Our supplier told us that they had good experiences with the 20736S, whereas they haven't been selling many 20737S so they have less experience there. Also from what I've heard there won't be a 20737E. Since we would like to improve range a bit and because of the buggy parts We decided to go with the 20736S for now.
Unfortunately I don't have time for more research.
Thanks for that. Have you had a successful production run with the 20736S, and seen the problem disappear?
Note that the 20736S and 20737S are virtually identical parts with the exception of the Polar SSL stack that can only be enabled on the 20737S.
With that said, this user did find that the platform files (20736S vs. 20737S) in their particular design madea difference: rtc_sample bricks our BCM20736S-based board
Many others interchange these files and never have an issue. Not sure why it worked here.
However, this would not be issue bobcat_1857246 is seeing that is related to what appears to be a 2% failure rate.
For this issue, have you tried forcing the part to never sleep in order to see if the issue still occurs? If this works, then maybe increase the Xtal warmup period to see if that helps?
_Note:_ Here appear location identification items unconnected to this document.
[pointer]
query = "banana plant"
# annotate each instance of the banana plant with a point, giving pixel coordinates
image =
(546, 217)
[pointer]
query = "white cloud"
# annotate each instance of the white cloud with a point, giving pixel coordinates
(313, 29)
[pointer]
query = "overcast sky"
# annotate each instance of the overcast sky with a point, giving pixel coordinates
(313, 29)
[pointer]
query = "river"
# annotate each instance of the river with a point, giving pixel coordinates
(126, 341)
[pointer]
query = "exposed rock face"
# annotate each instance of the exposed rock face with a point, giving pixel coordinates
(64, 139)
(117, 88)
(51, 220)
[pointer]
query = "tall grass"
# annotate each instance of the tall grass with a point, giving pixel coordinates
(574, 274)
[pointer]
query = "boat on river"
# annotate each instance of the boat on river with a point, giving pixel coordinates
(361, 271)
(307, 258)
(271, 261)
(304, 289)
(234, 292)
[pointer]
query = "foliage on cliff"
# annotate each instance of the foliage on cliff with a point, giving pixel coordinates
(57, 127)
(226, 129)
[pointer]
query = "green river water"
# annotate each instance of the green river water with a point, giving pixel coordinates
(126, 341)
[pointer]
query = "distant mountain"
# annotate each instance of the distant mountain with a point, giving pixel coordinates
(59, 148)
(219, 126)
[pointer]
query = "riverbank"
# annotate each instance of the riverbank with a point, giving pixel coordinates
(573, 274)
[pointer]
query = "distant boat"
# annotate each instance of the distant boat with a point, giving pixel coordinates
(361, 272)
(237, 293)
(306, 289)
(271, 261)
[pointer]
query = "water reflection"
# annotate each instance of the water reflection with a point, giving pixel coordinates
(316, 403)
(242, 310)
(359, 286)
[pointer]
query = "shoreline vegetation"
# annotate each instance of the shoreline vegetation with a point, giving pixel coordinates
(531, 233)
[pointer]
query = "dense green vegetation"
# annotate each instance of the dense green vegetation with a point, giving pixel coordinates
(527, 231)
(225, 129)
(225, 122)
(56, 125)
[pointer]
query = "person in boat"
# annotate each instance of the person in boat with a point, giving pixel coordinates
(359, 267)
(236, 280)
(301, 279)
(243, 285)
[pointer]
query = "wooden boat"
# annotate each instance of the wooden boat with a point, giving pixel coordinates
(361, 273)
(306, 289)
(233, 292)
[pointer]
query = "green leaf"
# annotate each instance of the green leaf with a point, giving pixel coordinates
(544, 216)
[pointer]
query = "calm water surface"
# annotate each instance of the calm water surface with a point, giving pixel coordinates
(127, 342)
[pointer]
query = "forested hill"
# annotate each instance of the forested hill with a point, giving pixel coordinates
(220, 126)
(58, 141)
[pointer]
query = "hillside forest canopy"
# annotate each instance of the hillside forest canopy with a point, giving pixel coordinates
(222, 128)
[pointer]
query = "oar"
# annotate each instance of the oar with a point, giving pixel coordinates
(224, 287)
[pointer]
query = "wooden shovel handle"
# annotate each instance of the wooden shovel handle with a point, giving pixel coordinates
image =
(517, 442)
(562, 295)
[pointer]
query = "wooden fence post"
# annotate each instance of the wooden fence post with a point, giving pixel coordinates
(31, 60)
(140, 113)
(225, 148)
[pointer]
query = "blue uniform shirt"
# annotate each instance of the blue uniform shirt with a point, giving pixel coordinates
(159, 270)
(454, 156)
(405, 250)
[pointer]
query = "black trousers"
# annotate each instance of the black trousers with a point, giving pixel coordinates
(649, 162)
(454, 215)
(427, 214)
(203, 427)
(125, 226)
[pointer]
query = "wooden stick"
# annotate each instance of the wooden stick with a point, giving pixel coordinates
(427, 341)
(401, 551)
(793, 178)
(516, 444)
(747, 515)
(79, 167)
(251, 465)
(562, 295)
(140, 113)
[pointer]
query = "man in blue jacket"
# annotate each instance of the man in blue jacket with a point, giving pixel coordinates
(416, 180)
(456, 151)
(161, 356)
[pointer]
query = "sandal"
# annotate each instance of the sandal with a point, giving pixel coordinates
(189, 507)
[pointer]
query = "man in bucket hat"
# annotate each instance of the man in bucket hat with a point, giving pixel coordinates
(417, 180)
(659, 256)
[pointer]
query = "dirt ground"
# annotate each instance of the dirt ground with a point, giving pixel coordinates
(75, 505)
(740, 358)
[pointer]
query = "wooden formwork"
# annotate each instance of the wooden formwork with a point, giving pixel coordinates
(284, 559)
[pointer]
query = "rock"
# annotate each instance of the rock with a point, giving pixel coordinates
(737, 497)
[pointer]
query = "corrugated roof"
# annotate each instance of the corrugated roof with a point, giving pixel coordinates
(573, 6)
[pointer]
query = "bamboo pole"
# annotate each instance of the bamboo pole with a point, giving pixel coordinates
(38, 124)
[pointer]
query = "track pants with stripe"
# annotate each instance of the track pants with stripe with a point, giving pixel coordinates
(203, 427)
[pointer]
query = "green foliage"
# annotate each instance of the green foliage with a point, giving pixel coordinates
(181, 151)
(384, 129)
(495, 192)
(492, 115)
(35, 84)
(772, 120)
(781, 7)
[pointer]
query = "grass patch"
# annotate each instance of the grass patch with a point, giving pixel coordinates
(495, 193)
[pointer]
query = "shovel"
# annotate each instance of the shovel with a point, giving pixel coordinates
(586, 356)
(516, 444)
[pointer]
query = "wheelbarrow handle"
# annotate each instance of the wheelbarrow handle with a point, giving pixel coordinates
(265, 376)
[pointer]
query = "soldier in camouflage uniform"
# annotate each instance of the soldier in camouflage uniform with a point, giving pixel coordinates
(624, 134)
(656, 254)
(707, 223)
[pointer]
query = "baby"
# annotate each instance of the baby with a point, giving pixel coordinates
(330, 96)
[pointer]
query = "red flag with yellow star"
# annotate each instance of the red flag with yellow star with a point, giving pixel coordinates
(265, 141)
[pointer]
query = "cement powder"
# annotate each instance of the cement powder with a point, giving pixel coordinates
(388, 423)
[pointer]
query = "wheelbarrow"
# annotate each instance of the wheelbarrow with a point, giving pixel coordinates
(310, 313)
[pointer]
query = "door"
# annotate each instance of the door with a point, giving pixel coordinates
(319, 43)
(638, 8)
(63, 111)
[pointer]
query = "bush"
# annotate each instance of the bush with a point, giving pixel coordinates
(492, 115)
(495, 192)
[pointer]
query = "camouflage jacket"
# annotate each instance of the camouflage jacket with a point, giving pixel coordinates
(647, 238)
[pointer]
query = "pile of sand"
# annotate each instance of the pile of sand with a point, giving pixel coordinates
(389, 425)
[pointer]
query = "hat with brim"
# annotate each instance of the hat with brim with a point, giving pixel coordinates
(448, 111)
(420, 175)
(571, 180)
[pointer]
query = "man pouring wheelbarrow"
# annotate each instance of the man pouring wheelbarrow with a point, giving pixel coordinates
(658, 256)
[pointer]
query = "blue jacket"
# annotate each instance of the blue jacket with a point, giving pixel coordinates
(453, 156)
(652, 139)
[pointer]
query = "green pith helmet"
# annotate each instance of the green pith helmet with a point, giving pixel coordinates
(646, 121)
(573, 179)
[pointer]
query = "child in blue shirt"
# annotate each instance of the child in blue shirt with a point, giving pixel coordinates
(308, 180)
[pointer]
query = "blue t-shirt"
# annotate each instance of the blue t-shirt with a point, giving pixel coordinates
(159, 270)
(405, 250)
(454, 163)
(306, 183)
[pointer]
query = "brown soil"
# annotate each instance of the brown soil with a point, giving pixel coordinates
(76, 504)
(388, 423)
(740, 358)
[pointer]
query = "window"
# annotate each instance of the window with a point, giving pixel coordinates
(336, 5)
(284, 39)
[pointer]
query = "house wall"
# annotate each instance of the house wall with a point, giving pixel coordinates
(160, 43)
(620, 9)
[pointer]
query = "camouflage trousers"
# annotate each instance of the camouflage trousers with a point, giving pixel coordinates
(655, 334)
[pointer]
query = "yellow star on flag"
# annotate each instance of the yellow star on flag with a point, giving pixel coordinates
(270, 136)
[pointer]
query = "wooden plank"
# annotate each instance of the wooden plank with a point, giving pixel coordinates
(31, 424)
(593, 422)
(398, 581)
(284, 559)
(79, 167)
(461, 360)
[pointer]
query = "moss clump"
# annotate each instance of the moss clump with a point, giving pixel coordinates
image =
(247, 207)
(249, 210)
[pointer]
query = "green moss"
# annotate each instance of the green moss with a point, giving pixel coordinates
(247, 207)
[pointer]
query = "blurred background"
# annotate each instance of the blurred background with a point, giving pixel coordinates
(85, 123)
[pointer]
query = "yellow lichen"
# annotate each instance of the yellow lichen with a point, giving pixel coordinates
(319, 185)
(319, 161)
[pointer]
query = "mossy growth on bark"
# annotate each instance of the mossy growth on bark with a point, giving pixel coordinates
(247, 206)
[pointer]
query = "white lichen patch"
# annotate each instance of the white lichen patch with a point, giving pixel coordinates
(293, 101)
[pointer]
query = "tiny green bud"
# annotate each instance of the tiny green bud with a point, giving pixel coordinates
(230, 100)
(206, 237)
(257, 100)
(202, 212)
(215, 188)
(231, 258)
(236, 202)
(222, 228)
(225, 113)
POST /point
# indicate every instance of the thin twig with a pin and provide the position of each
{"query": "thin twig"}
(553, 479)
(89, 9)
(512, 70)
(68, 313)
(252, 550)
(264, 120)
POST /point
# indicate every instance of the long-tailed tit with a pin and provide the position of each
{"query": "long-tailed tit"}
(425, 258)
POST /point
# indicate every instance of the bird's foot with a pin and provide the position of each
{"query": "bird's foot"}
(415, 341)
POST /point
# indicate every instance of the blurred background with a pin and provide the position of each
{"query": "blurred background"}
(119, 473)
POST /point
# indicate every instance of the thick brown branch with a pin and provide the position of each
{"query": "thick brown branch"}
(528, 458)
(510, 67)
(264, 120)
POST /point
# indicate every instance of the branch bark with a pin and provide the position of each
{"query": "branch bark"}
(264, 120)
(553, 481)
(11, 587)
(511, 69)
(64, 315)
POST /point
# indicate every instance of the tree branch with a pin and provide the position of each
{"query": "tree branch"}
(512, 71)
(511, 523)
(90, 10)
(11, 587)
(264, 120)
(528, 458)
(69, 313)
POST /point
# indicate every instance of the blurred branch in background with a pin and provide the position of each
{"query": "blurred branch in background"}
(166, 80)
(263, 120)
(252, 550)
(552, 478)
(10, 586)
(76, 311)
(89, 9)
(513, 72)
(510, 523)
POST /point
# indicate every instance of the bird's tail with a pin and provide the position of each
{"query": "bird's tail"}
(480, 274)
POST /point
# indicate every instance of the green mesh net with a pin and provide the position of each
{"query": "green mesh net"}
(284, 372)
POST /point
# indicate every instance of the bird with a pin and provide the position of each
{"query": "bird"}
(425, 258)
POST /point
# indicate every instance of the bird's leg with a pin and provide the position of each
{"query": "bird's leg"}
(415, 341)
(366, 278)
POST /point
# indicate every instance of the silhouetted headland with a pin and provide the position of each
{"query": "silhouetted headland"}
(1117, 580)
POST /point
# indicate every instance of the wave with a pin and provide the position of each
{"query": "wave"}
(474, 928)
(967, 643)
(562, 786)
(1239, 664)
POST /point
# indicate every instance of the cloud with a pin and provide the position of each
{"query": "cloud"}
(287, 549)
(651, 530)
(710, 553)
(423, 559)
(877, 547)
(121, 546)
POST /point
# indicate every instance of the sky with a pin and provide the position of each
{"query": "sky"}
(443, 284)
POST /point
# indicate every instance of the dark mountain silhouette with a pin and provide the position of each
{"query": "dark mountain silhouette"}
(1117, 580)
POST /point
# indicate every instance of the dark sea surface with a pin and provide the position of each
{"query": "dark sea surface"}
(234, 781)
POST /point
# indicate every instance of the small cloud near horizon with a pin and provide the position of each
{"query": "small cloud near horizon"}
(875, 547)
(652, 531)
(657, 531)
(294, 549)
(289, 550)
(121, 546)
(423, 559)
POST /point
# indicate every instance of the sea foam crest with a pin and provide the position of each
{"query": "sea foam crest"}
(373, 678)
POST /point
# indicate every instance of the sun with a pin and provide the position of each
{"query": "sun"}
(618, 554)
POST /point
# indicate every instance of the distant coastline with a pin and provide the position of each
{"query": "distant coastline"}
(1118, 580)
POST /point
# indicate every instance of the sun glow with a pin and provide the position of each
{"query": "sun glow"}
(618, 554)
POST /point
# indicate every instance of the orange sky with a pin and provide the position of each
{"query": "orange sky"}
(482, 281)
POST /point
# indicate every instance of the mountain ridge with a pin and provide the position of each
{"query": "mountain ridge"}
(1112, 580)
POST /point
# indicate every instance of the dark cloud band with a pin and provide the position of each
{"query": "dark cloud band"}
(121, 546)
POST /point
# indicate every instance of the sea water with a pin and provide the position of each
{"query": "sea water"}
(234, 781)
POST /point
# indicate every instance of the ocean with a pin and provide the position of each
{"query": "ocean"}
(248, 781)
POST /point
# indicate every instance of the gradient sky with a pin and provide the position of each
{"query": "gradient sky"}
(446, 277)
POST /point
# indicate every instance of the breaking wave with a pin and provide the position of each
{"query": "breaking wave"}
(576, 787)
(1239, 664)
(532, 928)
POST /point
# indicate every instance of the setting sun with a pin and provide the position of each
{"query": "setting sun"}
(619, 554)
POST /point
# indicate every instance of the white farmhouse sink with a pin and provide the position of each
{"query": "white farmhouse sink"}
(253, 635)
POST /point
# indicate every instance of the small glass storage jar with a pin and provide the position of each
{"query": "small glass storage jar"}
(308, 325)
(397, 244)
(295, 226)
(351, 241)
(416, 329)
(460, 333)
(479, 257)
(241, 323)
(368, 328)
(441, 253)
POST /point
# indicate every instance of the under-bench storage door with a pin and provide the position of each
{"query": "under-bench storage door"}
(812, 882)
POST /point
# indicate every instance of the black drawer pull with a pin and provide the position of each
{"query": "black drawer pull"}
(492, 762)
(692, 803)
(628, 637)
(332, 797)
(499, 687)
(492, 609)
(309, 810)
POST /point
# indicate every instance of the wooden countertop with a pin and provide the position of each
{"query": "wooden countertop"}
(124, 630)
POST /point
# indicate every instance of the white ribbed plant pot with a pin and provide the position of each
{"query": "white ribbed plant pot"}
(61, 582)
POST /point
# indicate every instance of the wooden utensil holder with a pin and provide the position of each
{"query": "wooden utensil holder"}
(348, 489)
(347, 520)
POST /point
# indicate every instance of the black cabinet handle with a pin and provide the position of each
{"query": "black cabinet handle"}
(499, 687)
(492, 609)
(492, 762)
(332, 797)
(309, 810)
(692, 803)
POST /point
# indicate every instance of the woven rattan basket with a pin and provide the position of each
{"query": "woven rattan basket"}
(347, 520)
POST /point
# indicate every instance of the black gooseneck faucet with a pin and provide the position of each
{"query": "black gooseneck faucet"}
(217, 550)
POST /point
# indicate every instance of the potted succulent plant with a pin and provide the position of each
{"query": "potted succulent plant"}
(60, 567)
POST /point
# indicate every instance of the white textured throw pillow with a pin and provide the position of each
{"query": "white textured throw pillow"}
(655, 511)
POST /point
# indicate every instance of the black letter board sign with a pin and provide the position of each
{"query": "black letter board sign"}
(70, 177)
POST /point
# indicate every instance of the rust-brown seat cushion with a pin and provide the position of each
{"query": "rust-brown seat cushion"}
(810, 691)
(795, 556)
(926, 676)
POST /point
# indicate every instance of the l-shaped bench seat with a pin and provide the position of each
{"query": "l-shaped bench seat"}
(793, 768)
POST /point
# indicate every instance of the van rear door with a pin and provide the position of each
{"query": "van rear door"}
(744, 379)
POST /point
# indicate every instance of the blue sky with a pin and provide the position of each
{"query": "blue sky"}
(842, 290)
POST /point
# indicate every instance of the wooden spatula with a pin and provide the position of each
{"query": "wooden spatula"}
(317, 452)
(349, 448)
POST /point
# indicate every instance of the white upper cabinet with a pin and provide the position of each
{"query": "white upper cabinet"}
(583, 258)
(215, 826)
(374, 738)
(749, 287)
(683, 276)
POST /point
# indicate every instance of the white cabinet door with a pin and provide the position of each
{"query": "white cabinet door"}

Unless there is a way to reproduce the failure use case, it may be tough to track down the root cause.
We were well aware of the XTAL warm-up scenario on the original 20732S devices in which I had actually thought this had gone away with the newer 20736S and 20737S devices. I have recently had 2 customers I have been working with have boards that initially were failing but with updating the XTAL Warm-up time in the mandatory.cgs files in the SDK to 5000 has resolved both situations.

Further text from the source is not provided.